I will destroy your high places, cut down your incense altars, and heap your dead bodies on the dead bodies of your idols; and my soul will abhor you. –Leviticus 26.30
Although we like to pretend otherwise, Western civilisation has been built on the ruins of the Goddess culture, by the descendants and psychological heirs of those who, over centuries and millennia, worked to destroy the Great Goddess, Her people, and all memory of their gifts to humankind.
It is a not uncommon psychological phenomenon that those who have victimized others end up hating their victims. For evidence of this we need look no further than to the US, where among the after-effects of a grossly abusive slavery system is a racism that refuses to die. Or the Biblical story of Tamar, a woman whose half brother Amnon raped her, after which his desperate love turned to even more desperate hatred. He ordered Tamar thrown out of his house and the door bolted against her.
Today’s Christianity seems more rooted in the Old Testament’s hatred of the Love Goddess—“the Law and the Prophets” as the New Testament calls it—than in the loving message of its nominal founder. As with the racists and rapist above, the modern Christian world goes on hating and hurting women, as if the memory of our religion’s horrific abuses against free women forces us to endlessly repeat them. As if the historical restricting and demeaning of women can only be justified if we continue the same treatment. The fierce determination to control women with regard to abortion that still exists in many parts of the Christian world is only one sign of this.
There is another repeating pattern from those who can or will not process historical wrongs against women: the regular determination to tear down any woman who, however briefly, has inhabited the “Goddess” role in the world. It seems our unconscious race memory forces us to repeat the evil of the past, as a way of avoiding the knowledge that it was evil. As if large sections of our society today are still governed by a primitive fear of the Goddess and the rival religion that was wiped out long ago.
This is arguably what motivates the British media’s continued abuse of Meghan Markle, the Duchess of Sussex, even after they’ve been called on it. In fact, the abuse is now at an almost unbelievable pitch. Till now, they’ve been satisfied with a metaphorical stoning, using words and psychological abuse to bring her down.
But no longer. Now we have Jeremy Clarkson’s recently-published column in one British tabloid, The Sun. (For those who don’t know the name, Clarkson is well-known in various guises on TV and other media in the UK.) His column suggests that the metaphorical stoning of the Duchess is no longer enough: he’s calling for a real public shit-stoning. He wants her paraded through the streets in real time. He is proud of hating Meghan Markle, a blameless young woman with no stain on her character, more than Rose West, a notorious serial killer of young women in Britain 50 years ago.
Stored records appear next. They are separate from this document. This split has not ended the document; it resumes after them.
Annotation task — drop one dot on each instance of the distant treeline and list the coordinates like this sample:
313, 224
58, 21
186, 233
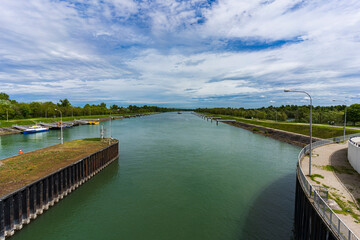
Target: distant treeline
326, 115
16, 110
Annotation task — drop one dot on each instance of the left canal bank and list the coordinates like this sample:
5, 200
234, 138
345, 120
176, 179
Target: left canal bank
30, 183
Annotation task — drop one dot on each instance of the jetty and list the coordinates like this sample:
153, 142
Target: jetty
43, 177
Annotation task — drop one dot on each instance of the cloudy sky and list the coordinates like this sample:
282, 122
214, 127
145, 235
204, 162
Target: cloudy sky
191, 53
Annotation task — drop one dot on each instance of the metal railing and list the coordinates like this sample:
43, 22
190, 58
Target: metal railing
312, 192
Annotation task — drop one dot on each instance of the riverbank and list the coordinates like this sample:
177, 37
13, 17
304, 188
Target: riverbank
19, 171
293, 133
331, 169
280, 135
8, 129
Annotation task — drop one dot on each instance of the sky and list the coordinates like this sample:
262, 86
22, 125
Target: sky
195, 53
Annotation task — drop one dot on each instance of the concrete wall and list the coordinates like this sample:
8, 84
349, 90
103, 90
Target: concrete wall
354, 153
19, 207
308, 224
288, 137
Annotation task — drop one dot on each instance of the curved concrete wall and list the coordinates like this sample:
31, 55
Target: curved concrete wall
354, 153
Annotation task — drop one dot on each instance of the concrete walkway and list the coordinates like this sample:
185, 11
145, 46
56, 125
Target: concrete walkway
335, 172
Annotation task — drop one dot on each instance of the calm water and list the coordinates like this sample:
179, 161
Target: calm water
177, 177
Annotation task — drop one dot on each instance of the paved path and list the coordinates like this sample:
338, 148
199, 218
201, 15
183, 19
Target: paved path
344, 183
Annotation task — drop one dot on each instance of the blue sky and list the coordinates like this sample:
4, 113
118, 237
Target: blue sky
196, 53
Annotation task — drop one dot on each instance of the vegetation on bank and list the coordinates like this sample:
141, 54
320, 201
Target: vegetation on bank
319, 131
5, 123
11, 109
301, 114
18, 171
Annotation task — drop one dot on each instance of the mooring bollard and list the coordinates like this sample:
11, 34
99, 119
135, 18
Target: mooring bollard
2, 224
25, 206
17, 211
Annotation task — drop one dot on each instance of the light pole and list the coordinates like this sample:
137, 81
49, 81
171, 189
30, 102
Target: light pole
345, 115
61, 135
310, 125
110, 127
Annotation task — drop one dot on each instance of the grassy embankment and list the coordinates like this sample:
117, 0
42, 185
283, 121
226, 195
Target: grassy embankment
18, 171
319, 131
4, 123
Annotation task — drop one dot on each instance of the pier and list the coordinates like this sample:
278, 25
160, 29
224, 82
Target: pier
24, 204
321, 210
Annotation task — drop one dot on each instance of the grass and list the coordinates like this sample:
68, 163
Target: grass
4, 123
346, 208
339, 169
318, 130
18, 171
313, 176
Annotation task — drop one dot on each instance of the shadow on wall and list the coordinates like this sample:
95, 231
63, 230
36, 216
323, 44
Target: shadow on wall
272, 214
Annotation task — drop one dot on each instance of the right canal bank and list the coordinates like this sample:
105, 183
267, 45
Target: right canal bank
178, 177
317, 206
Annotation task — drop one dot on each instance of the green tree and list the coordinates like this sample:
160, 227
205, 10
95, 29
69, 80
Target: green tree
64, 103
353, 113
4, 96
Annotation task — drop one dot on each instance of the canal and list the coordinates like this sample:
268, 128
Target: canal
178, 177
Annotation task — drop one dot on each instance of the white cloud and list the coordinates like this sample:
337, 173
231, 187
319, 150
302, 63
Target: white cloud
156, 51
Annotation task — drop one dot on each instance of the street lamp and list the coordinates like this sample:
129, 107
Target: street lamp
310, 124
345, 115
110, 127
61, 134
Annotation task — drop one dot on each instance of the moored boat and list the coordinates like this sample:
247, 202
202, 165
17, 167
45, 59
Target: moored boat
35, 129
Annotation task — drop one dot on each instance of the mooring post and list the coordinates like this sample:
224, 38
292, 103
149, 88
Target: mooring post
9, 215
61, 184
56, 187
45, 193
51, 190
2, 221
33, 201
39, 198
65, 185
17, 211
25, 206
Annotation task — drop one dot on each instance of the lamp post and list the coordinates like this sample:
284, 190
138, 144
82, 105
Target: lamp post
310, 124
345, 115
110, 127
61, 134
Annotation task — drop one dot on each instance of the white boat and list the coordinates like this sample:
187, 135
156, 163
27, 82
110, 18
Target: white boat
35, 129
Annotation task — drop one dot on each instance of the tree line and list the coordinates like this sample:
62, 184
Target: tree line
12, 109
320, 114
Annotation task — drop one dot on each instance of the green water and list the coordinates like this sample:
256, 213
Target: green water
177, 177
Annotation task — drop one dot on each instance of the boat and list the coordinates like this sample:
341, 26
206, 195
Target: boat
35, 129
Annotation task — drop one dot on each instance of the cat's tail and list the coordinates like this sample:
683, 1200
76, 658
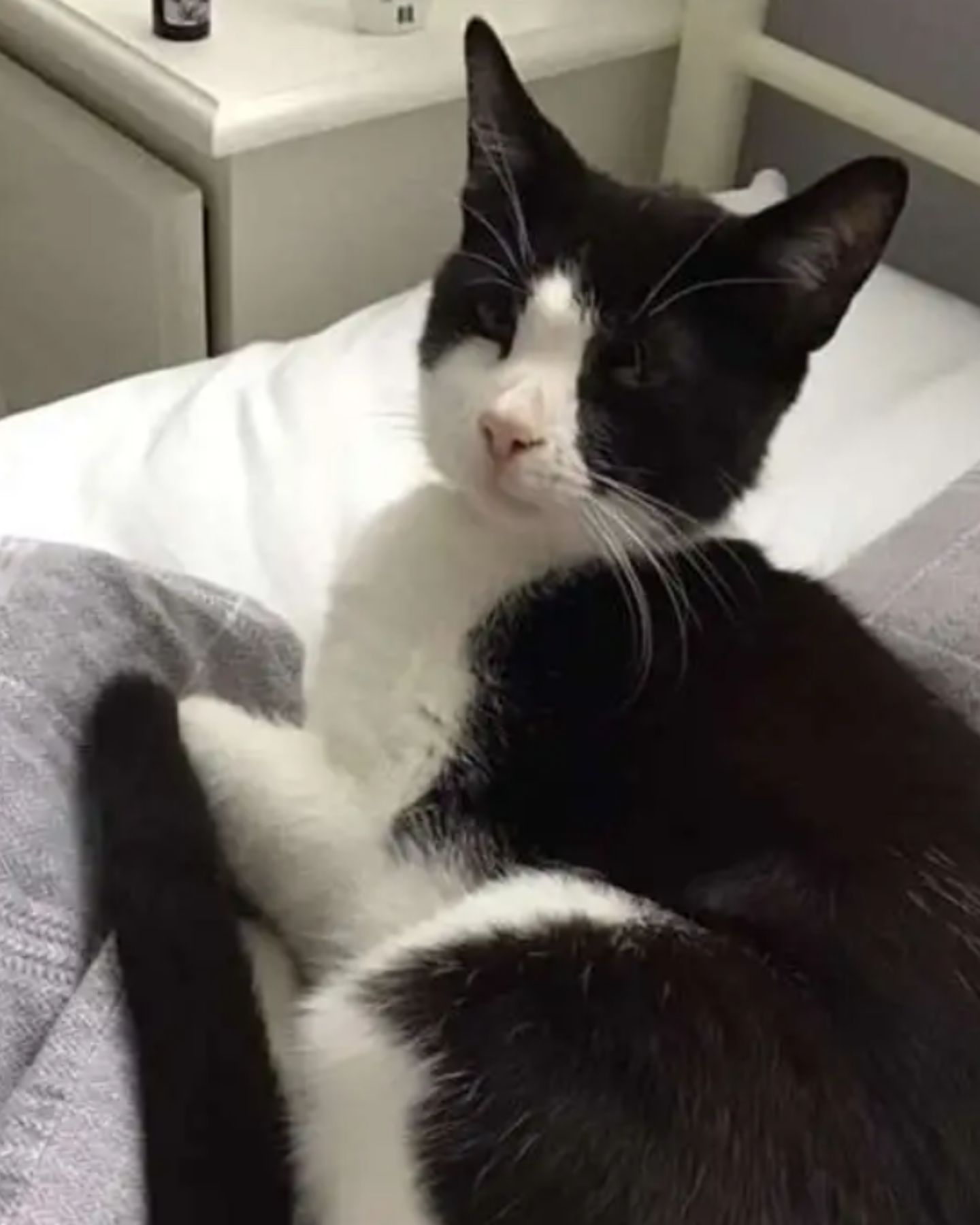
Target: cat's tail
214, 1145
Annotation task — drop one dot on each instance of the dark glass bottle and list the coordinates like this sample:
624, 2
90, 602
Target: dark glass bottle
183, 21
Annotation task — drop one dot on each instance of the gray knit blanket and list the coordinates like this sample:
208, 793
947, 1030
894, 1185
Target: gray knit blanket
69, 619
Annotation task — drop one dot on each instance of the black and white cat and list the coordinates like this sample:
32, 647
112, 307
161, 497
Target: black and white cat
630, 880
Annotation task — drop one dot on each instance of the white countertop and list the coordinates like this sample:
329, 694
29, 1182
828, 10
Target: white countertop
274, 70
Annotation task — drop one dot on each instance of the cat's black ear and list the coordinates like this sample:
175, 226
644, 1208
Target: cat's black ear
508, 134
826, 240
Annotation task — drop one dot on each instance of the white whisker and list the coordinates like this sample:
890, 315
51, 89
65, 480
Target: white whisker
678, 265
505, 246
722, 283
502, 168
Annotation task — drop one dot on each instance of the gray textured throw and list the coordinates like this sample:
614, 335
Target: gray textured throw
69, 620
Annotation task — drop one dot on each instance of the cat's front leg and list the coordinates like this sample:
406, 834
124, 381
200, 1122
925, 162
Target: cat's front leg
288, 821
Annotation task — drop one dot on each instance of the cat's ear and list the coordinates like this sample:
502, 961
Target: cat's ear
825, 242
508, 136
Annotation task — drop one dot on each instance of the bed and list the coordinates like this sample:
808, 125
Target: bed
189, 521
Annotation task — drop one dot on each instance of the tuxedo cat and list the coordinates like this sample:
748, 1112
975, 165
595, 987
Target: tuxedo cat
630, 880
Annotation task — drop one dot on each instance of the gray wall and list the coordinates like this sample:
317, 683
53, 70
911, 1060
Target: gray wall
924, 49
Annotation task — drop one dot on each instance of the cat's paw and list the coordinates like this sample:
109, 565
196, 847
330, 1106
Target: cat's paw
212, 730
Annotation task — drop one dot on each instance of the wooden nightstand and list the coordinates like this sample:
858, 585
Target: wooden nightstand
159, 201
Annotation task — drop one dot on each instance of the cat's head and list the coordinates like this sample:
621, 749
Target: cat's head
591, 342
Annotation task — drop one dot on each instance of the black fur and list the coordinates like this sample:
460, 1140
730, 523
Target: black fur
678, 397
799, 1043
214, 1145
808, 1049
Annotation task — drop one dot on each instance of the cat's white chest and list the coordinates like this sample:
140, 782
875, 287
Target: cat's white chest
393, 683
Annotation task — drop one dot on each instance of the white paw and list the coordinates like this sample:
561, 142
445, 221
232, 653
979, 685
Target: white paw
214, 732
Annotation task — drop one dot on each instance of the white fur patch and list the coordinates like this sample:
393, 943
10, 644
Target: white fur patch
536, 386
353, 1092
359, 1084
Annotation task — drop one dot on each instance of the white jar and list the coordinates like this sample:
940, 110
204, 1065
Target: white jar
390, 16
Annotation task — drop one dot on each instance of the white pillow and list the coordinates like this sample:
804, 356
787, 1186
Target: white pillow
254, 470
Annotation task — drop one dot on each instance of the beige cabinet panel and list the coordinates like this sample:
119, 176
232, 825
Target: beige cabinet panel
102, 260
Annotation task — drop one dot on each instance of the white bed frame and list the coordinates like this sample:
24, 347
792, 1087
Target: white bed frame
603, 69
723, 49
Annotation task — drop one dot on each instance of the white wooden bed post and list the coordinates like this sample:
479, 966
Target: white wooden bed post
710, 96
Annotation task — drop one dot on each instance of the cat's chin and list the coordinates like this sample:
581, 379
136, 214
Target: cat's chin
551, 523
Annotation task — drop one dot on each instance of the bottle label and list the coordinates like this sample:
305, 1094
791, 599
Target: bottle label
185, 12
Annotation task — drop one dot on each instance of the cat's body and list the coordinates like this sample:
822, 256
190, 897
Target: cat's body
661, 909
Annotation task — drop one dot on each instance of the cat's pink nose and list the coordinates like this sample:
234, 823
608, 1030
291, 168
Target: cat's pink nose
508, 435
This call to action produced predictable shock and outrage and the kind of negative attention Mr. Clarkson prides himself he thrives on. But can we really pretend to be outraged? His sentiments are, after all, straight out of the Old Testament: Rose West, it could be argued, was doing the Lord’s work—just like those men in Leviticus, she murdered young women, many of whom were free and sexually self-determining, and so anathema to the threatened-prophet mindset of men like Mr. Clarkson.
Whereas Meghan Markle, for one brief shining moment, inhabited that space in our psyches that belongs to the Goddess. Like the statues of the Great Goddess that so afflicted the prophets three millennia ago, Meghan Markle has to be brought down. The jealous male god, whose ire still infects many more psyches than just Jeremy Clarkson’s, demands it.
This is “the Law and the Prophets”.
Image of Human Sacrifice, Private Collection, Used by permission.